Into my life came David, a handsome, popular, Italian guy who began the Master’s program in Linguistics that I also had just started. He was popular with the other students but I kept to myself in those days and went home after classes instead of working in the grad students’ office. David seemed determined to get to know me and talked me into going to a Rosary Group he and a Malaysian student had started. There I met other Catholics who seemed to be “real” Christians, too.
David and I would have long discussions about religion over cups of coffee and he was able to answer all my questions about Mary and the Pope and the other usual things that bother Evangelicals. He also gave me books to read: Evangelical is Not Enough by Thomas Howard, Catholicism and Fundamentalism by Karl Keating and the tape by Scott Hahn telling about his conversion. As I read I could see I had a lot of misconceptions about what the Catholic Church believed.
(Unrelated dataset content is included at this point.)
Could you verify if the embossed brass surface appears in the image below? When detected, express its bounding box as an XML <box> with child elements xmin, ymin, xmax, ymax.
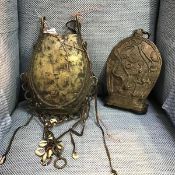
<box><xmin>106</xmin><ymin>29</ymin><xmax>162</xmax><ymax>113</ymax></box>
At one of our coffee discussions, I said to David, “But Luther was right in being upset about the Church selling indulgences wasn’t he?” He lost his patience. “Lorraine, we’ve talked about this several times. Now you just have to make up your mind whether you’re going to join the Church or not.”
He was right, of course. So I started RCIA classes at a local parish. My attitude was rather arrogant at first. After all I’d been to Bible School for three years and had been a missionary for fourteen years so I was sure I knew more than some of the people teaching the class. I discovered I had underestimated what “ordinary” Catholics know. I still admire those “cradle Catholics” and their authentic faith.
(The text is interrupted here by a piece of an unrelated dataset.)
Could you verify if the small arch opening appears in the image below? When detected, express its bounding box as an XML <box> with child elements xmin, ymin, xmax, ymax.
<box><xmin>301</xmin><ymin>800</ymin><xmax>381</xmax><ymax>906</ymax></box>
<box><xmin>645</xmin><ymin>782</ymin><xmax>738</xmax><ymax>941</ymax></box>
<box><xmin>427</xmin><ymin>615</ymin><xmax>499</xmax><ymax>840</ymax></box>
I was received into full communion in the Catholic Church at the Easter Vigil, 1990 with the members of the Rosary Group from university filling two pews. After the Vigil, the Rosary Group had a reception for me with all my new friends. They presented me with a gold Crucifix on a chain which I still wear.
My mother attended Mass at the University with me and she really respected the new priest, Father Louis. Eventually she said she would like to come back to the Church because she missed the Eucharist and she surprised me by saying, “No matter where I went to church, I have always felt Catholic.”
I am still in contact with David who is now with the Dominicans. He was ordained several years ago and teaches philosophy and Latin. Over the years I got to know his parents and spent many happy times with his family. His mother and I even went on a pilgrimage to Mexico together when Pope John Paul II was there. I don’t see or hear from Father David now but I will always be grateful to him for helping me come home to the Church.
My conversion was the best thing that could have happened to me. I still can’t help crying sometimes at Mass – the beauty and truth of it is overwhelming. My conversion is an on-going thing, of course. I still have some un-Catholic attitudes and a lot to learn but gradually I am becoming more accepting of other people and I am learning more about what faith in Jesus means. In particular I am learning to appreciate the tremendous gift of the Eucharist.